One of the most promising urban greening projects in the United States is Green Heart Louisville in Kentucky. There, the University of Louisville is partnering with a dedicated nonprofit agency and the city government to create meaningful resident involvement and to study outcomes, both for the environment and the community.

"A community isn’t monolithic, so what are the concerns and how do we address those in the project?" said Natasha DeJarnett, an environmental scientist taking part in the initiative. "Strategic partnerships and really strong community engagement are the heart of what ensures the effectiveness of the project." 

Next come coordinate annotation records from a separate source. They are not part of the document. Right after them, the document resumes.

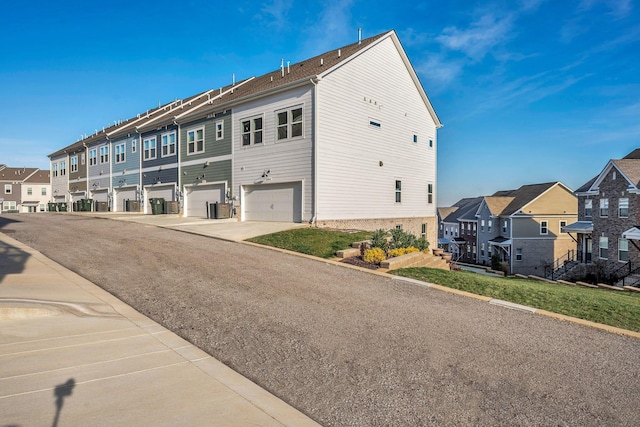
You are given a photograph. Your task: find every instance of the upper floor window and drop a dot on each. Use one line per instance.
(104, 154)
(623, 250)
(289, 123)
(150, 150)
(219, 130)
(562, 224)
(120, 153)
(168, 144)
(518, 254)
(195, 141)
(544, 227)
(604, 247)
(604, 208)
(623, 208)
(93, 157)
(252, 131)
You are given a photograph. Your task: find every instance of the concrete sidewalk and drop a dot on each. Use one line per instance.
(73, 354)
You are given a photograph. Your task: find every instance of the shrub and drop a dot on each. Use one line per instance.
(422, 244)
(396, 252)
(379, 239)
(374, 255)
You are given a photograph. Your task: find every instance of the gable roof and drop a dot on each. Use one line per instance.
(628, 166)
(287, 76)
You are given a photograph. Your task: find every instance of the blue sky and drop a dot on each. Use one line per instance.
(528, 91)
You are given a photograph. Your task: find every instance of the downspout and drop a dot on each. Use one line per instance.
(315, 150)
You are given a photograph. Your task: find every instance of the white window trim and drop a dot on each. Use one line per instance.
(174, 144)
(290, 123)
(544, 228)
(154, 149)
(252, 131)
(120, 157)
(195, 141)
(219, 130)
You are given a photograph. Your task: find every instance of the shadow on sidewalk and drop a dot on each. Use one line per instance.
(12, 259)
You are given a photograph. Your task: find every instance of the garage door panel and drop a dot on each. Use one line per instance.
(121, 196)
(274, 202)
(197, 199)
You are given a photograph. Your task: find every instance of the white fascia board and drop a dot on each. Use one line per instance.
(210, 101)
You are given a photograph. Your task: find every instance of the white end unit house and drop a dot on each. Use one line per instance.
(346, 139)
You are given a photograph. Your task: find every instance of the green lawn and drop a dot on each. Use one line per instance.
(312, 241)
(619, 309)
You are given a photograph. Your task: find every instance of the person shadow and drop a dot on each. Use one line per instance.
(60, 392)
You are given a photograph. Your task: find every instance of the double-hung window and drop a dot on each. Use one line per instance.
(588, 207)
(251, 131)
(149, 145)
(219, 130)
(623, 208)
(120, 153)
(544, 227)
(195, 141)
(168, 144)
(289, 124)
(623, 250)
(104, 154)
(604, 247)
(604, 208)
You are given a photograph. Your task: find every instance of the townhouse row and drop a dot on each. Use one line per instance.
(548, 230)
(346, 139)
(24, 189)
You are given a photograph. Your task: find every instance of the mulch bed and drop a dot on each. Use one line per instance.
(356, 260)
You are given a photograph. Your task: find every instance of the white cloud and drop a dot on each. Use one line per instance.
(479, 38)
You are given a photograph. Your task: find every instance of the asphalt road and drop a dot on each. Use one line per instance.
(350, 348)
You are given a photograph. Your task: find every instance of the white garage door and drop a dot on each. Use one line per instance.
(198, 197)
(121, 196)
(273, 202)
(166, 192)
(100, 195)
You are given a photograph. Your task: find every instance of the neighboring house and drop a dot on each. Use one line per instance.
(524, 227)
(36, 192)
(346, 139)
(456, 230)
(11, 183)
(607, 229)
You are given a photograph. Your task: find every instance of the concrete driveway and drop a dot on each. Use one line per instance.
(226, 229)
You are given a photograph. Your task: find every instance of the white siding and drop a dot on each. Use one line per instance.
(286, 161)
(351, 182)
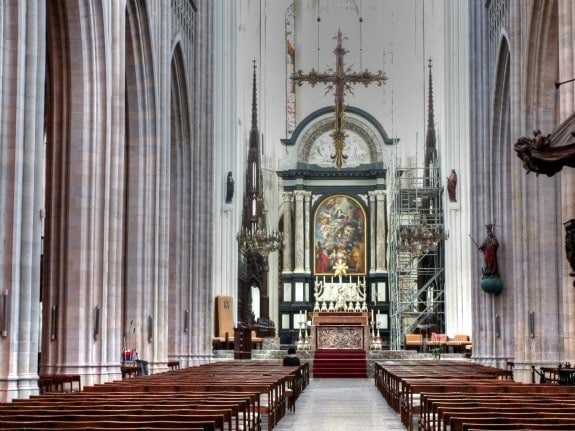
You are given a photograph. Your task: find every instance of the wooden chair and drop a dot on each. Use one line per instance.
(414, 340)
(459, 342)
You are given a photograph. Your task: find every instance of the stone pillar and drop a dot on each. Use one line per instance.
(299, 241)
(288, 239)
(307, 227)
(566, 12)
(23, 60)
(372, 230)
(381, 231)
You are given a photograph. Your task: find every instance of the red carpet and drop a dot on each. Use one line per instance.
(339, 363)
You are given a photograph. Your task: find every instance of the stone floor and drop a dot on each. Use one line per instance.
(341, 404)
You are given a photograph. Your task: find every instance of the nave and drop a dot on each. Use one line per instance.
(341, 404)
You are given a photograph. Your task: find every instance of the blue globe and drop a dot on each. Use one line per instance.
(491, 284)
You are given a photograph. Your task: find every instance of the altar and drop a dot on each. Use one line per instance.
(340, 330)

Chris Widmaier, executive director of Rochester Ecology Partners, center, identifies different tree types from their leaves with DeShawn Griffin, left, including the tulip tree leaf that he holds, during a walk around Washington Grove in Rochester with students participating in the Seneca Park Zoo Society's Urban Ecologist program. SHAWN DOWD, DEMOCRAT AND CHRONICLE

That engagement has yet to sprout in Rochester, but some early buds have begun to emerge. BlackBox's MUSE on the Avenue is one of several:

  • Cornell Cooperative Extension Monroe County recently received funding from the University of Rochester Environmental Health Sciences Center for an educational outreach project in the Marketview Heights neighborhood, together with small-scale tree planting this fall.
  • The group Inclusive Woods & Us, founded by Lucienne Nicholson, has the mission of increasing access to the outdoors for people of color and those who are economically disadvantaged.
  • Chris Widmaier, a former Rochester City School District science teacher, runs several programs meant to connect Rochester children with nature through his organization, Rochester Ecology Partners. 
  • The Friends of Washington Grove, a nonprofit group that supports the 26-acre old growth remnant in Cobbs Hill Park, is reorienting its attention to promote access to green space for all city residents. 
  • Flower City NOIRE Collective founders Tonya Noel Stevens and Kristen Walker seek, in their words, to "fill the void of safe, Black-centered spaces in Rochester," including through urban gardening and a connection to the natural world more generally. 
  • Greentopia, the environmental advocacy and community organizing group, has participated in greening projects in northeast Rochester.

Of all the wishes tied to the box elder tree across from BlackBox, Jac Burch's is the most specific: to win an Oscar. 

Banners with wishes written on them hang from a box elder tree in an empty lot along Joseph Avenue. SHAWN DOWD, DEMOCRAT AND CHRONICLE

The 17-year-old was doing some filming around the tree recently when they came across a parade of unfamiliar insects.

Burch, who uses the pronouns they/them, stopped to watch. The colors; the movement; the pattern.

It was a moment to slow down. 

Trees mean calmness and peace, they said. That is what Burch and the rest of the BlackBox fellows, hope to spread through the neighborhood and the city.

"A lot of people put their hopes and dreams on that tree," they said. "And they really want to see them fulfilled."